ミュージアム巡り 隅田川の名所 江戸名所百人一首

江戸名所百人一首

 続いて、木母寺が描かれた図「江戸名所百人一首」(享保年間・1716〜36頃、近藤清治画、版元:ひらのや、縦17.5×横12.9cm)で、江戸名所の神社仏閣が取り上げられ、小倉百人一首をもじった狂歌が添えられている。

 木母寺では“すミだ川”と題して、同寺が隅田川を代表する名所であったことを示している。人々は“印の柳だの”、“これが梅若の墓か”と会話しながら拝んでいる。

絵本江戸土産

 さらに、「絵本江戸土産」(安永8年・1779、西村重長画、版元:菊屋安兵衛、縦23.3×横16.1cm)で、“隅田川の柳”と描かれたのは梅若丸の墓。

 木母寺は隅田川のほとりで命を落とした梅若丸を弔うために築かれた寺院。梅若丸は吉田少将惟房の遺児で、父の没後、比叡山・月林寺に入り稚児として修行を積む。優秀な業務を熟し賞賛されるものの、別門の法師に妬まれ脱走し琵琶湖のほとりで人買いに捕らえられる。

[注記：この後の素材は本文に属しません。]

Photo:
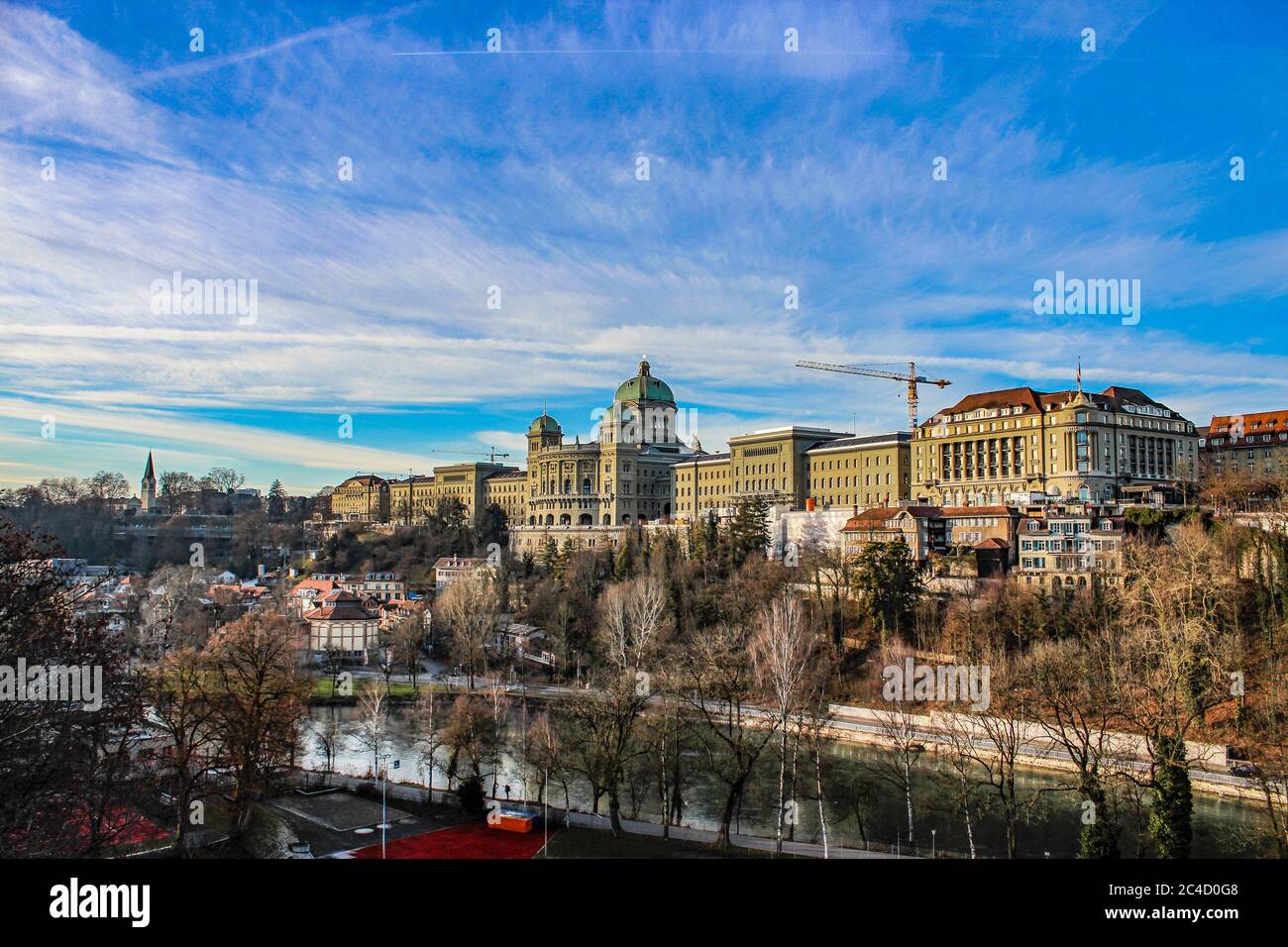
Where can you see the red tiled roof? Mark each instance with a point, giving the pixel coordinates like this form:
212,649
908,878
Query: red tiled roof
1260,421
977,510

 梅若丸は人買いに惹かれて奥州へ向かう途中、隅田川のほとりで衰弱し、土地民の看病もむなしく貞観元年(976)3月15日、12歳の若さで絶命。これを哀れんだ高僧が亡骸を葬り塚を築いて印として柳を植えた。

 その後、梅若丸を探す母が訪れ、ここで命を落とした我が子と知る。母は高僧に頼み、この地に梅若丸の菩提を弔う寺を建立してもらう。寺号は梅若寺から慶長12年(1607)に木母寺に偏号された。

 謡曲隅田川は梅若伝説をもとにしており、人形浄瑠璃や歌舞伎の隅田川ものが制作されている。